De ahí que este poemario, repleto de reflexiones y expresiones sobre el amor, también se adentre en la problemática del tiempo, no solo como una propiedad medible de lo ya acontecido, sino también como una dimensión propia, con su existencia concreta, que acompasa la nuestra, la del presente que, como dijo Agustín de Hipona, se desvanece eternamente, aunque sea todo lo que tenemos. Por eso muchas veces el poemario nos da destellos de esa concreción histórica tanto en la reflexión de la vida como en la vida misma, tal y como lo afirma al sugerir que la razón no está siempre del lado de quien tiene la palabra, sino (a veces) de quien calla; o como cuando el futuro se convierte en amor, o mejor dicho en certidumbre de finalidades:

¿Por qué has dejado de dolerme?

¿por qué has dejado de arderme?

¿por qué has parado de palparme?

Otra virtud del poemario es la de saber adjetivar de manera sorpresiva y también lógica, al hablar de “pleno vuelo sustantivo”, o “luz dorada que supera la ventana”, así como “para melar el candombe sudoroso de tu espalda”. Y esta capacidad viene del sensualismo estético con el que trata la circunstancia de la relación de pareja o la relación con el pasado. Con sensualismo no me refiero a la sensualidad, sino a aquella estética que encuentra en la capacidad de los sentidos la clave para descifrar los retruécanos de aquello que desborda a los artistas. El sensualismo, de forma ya célebre, rechaza la vieja dicotomía mente/cuerpo, pues asume que aquello que sucede en el interior del ser humano no está desconectado de lo exterior, y por ello mismo es de ese exterior de donde bebe la subjetividad humana, incluyendo la capacidad de expresarse artísticamente. Preciado lo afirma así:

Quizá visite a Saramago/como acostumbro:

de pie,

con el codo al borde del suicidio en la ventana

–el vacío yace ansioso de que caiga una metáfora sucinta–.

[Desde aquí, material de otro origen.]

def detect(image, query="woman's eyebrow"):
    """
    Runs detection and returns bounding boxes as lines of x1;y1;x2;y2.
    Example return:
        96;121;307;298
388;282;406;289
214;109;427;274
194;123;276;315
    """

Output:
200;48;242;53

De este modo, el aprecio que se hace de los maestros (otra característica que se expresa a lo largo de la obra) se manifiesta en ese exterior/interior que invita a la reflexión sobre la circunstancia propia. Entonces, como pienso, el poemario apuesta por una estética de las sensaciones que se traducen constantemente también en personajes invertidos que nos interpelan y a veces nos rencarnan, como si de tanto sentir, se nos hiciera Un nudo en la palabra.